Fri 15 Apr 2016

Around the corner from the PBS 106.7FM building, this massive mural is being unveiled. It has been created to celebrate the twentieth birthday of our neighbours - the Victorian Aboriginal Community Controlled Health Organisation (VACCHO), which is the peak body for Aboriginal health in Victoria. Many celebrations are being planned for the year and will honour both VACCHO and its Membership, the 27 Aboriginal Community Controlled Health Services currently operating in Victoria.

Under Matt Adnate’s leadership, three Aboriginal artists will produce and install a vibrant Victorian Aboriginal footprint for the face of its building in Collingwood to celebrate and showcase 20 years of Aboriginal health in Aboriginal hands.

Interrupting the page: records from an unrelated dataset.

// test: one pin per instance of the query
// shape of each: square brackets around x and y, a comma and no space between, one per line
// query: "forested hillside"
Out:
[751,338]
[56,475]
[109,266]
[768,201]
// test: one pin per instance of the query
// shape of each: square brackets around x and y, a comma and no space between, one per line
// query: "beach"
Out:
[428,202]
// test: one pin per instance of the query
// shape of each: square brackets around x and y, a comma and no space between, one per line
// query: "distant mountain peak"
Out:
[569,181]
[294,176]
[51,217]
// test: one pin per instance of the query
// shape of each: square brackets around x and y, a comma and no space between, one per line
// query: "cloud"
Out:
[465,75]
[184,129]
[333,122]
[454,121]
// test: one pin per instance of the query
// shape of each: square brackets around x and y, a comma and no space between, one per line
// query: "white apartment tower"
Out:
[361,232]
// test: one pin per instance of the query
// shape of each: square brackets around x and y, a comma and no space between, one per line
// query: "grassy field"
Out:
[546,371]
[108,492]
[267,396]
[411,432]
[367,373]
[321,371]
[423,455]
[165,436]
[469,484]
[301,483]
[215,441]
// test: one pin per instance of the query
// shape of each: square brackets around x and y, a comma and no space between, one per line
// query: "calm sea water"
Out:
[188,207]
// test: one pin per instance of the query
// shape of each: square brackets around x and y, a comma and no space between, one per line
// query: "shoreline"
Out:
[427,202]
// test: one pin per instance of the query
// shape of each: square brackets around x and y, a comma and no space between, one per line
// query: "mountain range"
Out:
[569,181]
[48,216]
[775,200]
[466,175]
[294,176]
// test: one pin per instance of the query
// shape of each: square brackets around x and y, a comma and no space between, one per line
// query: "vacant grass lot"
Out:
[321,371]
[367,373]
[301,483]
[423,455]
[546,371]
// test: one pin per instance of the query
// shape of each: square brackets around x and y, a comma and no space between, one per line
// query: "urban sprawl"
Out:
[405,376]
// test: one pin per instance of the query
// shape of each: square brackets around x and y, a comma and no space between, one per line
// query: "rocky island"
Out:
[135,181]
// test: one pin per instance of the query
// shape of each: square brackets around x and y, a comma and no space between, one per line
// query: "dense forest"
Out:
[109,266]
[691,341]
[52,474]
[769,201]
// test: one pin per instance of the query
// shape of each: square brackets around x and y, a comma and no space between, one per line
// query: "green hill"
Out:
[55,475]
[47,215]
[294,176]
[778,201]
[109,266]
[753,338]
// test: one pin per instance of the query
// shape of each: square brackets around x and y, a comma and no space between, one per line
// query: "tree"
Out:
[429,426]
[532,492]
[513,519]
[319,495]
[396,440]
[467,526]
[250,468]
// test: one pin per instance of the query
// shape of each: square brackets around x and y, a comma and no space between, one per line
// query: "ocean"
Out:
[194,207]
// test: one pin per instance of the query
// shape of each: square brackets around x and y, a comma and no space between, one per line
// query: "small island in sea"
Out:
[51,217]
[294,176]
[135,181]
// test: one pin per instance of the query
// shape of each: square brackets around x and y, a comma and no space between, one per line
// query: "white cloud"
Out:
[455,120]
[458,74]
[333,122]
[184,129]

VACCHOs CEO wanted this mural to depict a couple of key messages, that being ‘there are 50,000 Aboriginal people here in Victoria and that Aboriginal culture is rich, vibrant and thriving’.

Ruby Kulla Kulla
Ruby is an aspiring young artist who wants to create and tell stories through music, film and art. Art has been important to Ruby since she was quite young, and feels it’s a way for her to escape the world. Her tribe is Lama Lama from the Cape York Peninsular area but she grew up here in Melbourne. Ruby is 18 and recently completed year 12 which landed her to study fine art this year at University.

Ray Thomas
Ray is considered one of Victoria's most significant artists and is now the inspiration to many young indigenous artists around Australia. He comes from the Gunnai people of the Gippsland region of Eastern Victoria. Mainly self-taught, he become involved in painting through being introduced to the late Lin Onus. Since then, he’s art has been a constantly evolving journey since the mid 1980’s. Ray’s new works display an extraordinary technical skill level and a mastery of both oils and acrylics media, but most importantly they belie a confidence and serenity of a mature artist, content in his achievement of learning culture to the extent that he now is able to show his peoples story's through his art for all to see.

Integral to Ray’s art has been educating the wider public about his identity and his own mob here in Victoria with an emphasis on his Gunnai heritage and blood line connection across the state. The uniqueness of Aboriginal art/culture in the South East needs to be on display constantly and in a large scale format such as this project it can only help with celebrating it (culture) ourselves and educate the mainstream society at the same time.

Kulan Barney
Kulan is a local from Melbourne but his family roots are in the western districts of Victoria. On his mother’s side, Gunditjmara and on his father’s side, Bunjalung whom are spread across the northern parts of NSW up to the Southern Border of Queensland. Kulan’s art is an expression of both he and his family, and what it means to be Aboriginal in the 21st century living a modern day lifestyle, while at the same time holding onto his cultural beliefs about our land, and our people.

Matt Adnate
Adnate is an artist that realises his portraits in spray paint. He has moved past his roots in graffiti, utilising the medium to carry his realist style into the fine art realm. Heavily influenced by the chiaroscuro of renaissance painters like Caravaggio, Adnate embraces portraiture like the masters of the XXI century. Elevating graffiti art above the level writing, Adnate’s subject matter and their subsequent status often belies the intent of his portraits. His works are often cropped by evocative slices of vibrant colour, channeling a presence of character, much like a still life uses its background as a setting for detail and showing of fine brushstrokes. Adnate’s realism is highlighted by the use of what appears careless, but is frequently calculated blocks of vibrant colour.